Dy, a professor of computer science and electrical and computer engineering at Northeastern, discussed how advances in artificial intelligence can be employed against climate change, for instance by “forecasting extreme events,” she said, or helping to design new, more sustainable materials.

But because AI relies on large amounts of data to make its determinations, “Another challenge to models is: How do we make predictions at the local scale?”

“We have powerful algorithms. Climate change is here. What can we do as an AI community?” she asked.

Soft solutions to hard problems

Later in the morning, assistant professor of civil and environmental engineering Julia Hopkins began her presentation with an entreaty: “Let’s talk about how to keep cities from flooding.” 

The lead designer behind the Emerald Tutu, a network of floating vegetation pads that can help displace floodwaters, Hopkins detailed how what’s needed, as sea levels rise and storms worsen, aren’t solely hard solutions — like levees and flood walls — but also “soft” solutions.

Hard solutions do work, Hopkins said. We know that sea walls will protect cities from storm surges, but only to a certain extent. “They can be designed to a specific amount of wave attack,” she said. Beyond that specification, walls fail, the ocean comes over the top.

Designing for this kind of uncertainty — how high will the worst storms become? — requires the flexibility of so-called soft solutions, like Hopkins’ Emerald Tutu, which employs a dispersed network of floating, lily-like pads covered in mats of plant material.

“The tutu is a way of restoring a marsh without actually restoring the marsh,” Hopkins has said previously. 

Hopkins and her team are currently working on ensuring that the floating platforms will remain effective in different seasons, as harsh winters force much of the vegetation into hibernation. 

However, “the last design parameter,” she says, “is open dialogue and constant communication with the communities that we think might benefit from this” intervention.

Throughout the conference, the stakes of the problems — sea level rise, warming temperatures, etc. — were acknowledged, but levied against these problems were the solutions the guests and attendees were themselves engaged in producing. 

Boston Mayor Michelle Wu opened the events on Wednesday by noting that “Boston has always been a city that bets big on the future of humanity.”

We are “in a place where, and at a moment when, you have the energy of the entire city behind you,” Wu told the attendees, who included academics, entrepreneurs and innovators. “Boston is the hub of the universe,” she said, “and we are working every day to become the hub of climate tech as well.”

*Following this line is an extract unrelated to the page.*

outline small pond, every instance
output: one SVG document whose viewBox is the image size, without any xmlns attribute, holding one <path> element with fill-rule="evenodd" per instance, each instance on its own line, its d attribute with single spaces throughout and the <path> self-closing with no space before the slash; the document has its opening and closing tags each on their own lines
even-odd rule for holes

“The science is incontrovertible,” Singh said during his panel. But, Das also said, “the future is not written in stone.” 

“What’s really nice about a conference like this,” Singh said in reference to the many industry partners in attendance, “is that we have people who are really interested in trying to solve problems.”

“You are here in the birthplace of democracy and the beginning of a different kind of revolution,” Wu noted. A revolution “that will chart the course of not just one nation, but the entire planet.”